Stanford University logo SLAC National Accelerator Laboratory logo Los Alamos National Laboratory logo NVIDIA logo Winner of the R&D 100 Award

Legion

A Data-Centric Parallel Programming System

Github

Tasks and Futures

In this example, we’ll introduce task launches and futures in Legion. To do so, we’ll implement a simple program to compute the first N Fibonacci numbers. We note this is not the fastest way to compute Fibonacci numbers, but it will demonstrate the functional nature of Legion tasks as well as the ability to recursively spawn tasks. Code for this example is at the bottom of the page and can also be found in the tutorial directory of the Legion repository.

Registering Tasks Redux

For our Fibonacci program we’ll register three different tasks: a top-level task, a task for performing the recursive Fibonacci computation, and a helper task for summing futures. Both the Fibonacci and sum tasks will return an integer value and therefore require a slightly modified registration call. For tasks which have non-void return types the preregister_task_variant is templated first on the return type (int in this case) followed by function pointer for the task. Lines 97 and 104 show the preregister_task_variant calls for these tasks.

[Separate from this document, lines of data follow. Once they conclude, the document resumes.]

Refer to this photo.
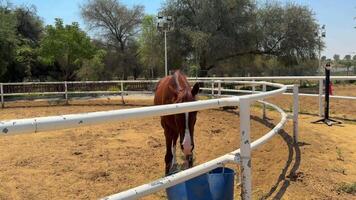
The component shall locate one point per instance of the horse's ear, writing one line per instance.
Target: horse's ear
(195, 89)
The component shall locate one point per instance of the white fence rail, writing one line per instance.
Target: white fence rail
(241, 156)
(213, 81)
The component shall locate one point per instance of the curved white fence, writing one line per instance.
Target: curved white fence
(241, 156)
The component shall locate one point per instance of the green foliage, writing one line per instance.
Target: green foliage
(8, 40)
(93, 69)
(67, 46)
(242, 32)
(150, 48)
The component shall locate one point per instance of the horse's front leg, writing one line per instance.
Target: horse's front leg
(189, 161)
(169, 156)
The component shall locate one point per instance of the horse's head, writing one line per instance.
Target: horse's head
(186, 123)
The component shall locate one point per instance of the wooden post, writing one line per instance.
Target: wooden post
(122, 92)
(245, 148)
(295, 113)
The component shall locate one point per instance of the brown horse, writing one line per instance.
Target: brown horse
(175, 89)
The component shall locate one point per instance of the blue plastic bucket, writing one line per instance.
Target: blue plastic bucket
(218, 184)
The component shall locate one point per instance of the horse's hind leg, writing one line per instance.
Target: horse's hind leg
(169, 155)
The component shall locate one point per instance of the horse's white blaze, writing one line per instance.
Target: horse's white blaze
(187, 141)
(174, 160)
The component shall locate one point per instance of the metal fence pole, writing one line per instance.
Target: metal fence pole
(66, 91)
(295, 113)
(219, 88)
(264, 105)
(321, 85)
(2, 95)
(122, 92)
(245, 147)
(212, 88)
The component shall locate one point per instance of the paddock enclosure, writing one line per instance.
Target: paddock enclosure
(96, 161)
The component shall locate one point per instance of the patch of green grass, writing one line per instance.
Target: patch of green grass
(349, 188)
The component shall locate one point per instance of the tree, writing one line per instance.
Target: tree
(150, 47)
(287, 32)
(117, 26)
(8, 39)
(67, 47)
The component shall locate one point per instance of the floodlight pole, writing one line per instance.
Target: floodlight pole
(165, 24)
(326, 119)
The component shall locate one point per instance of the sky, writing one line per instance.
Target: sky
(337, 15)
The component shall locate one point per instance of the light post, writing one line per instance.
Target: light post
(321, 34)
(165, 24)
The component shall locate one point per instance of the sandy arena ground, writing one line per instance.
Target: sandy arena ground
(96, 161)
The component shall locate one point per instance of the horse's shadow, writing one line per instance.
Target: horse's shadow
(293, 161)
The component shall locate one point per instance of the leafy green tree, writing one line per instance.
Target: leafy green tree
(117, 26)
(150, 49)
(67, 47)
(213, 38)
(8, 39)
(93, 69)
(336, 57)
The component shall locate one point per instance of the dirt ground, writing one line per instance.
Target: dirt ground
(96, 161)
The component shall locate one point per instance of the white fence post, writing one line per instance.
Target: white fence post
(122, 92)
(264, 105)
(321, 85)
(2, 95)
(295, 113)
(66, 91)
(212, 88)
(245, 147)
(219, 88)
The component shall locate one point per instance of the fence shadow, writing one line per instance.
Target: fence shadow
(292, 162)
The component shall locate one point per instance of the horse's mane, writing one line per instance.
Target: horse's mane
(182, 86)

The registration for the summation task on lines 101-104 also illustrates several new parameters which can be passed when registering a task with the Legion runtime. First, Legion allows applications to register multiple, functionally equivalent variants of a task. The optional third parameter to preregister_task_variant allows the application to specify the VariantID for the task. The default value is AUTO_GENERATE_ID which instructs the runtime to pick an un-used VariantID and return the chosen ID from the registration call.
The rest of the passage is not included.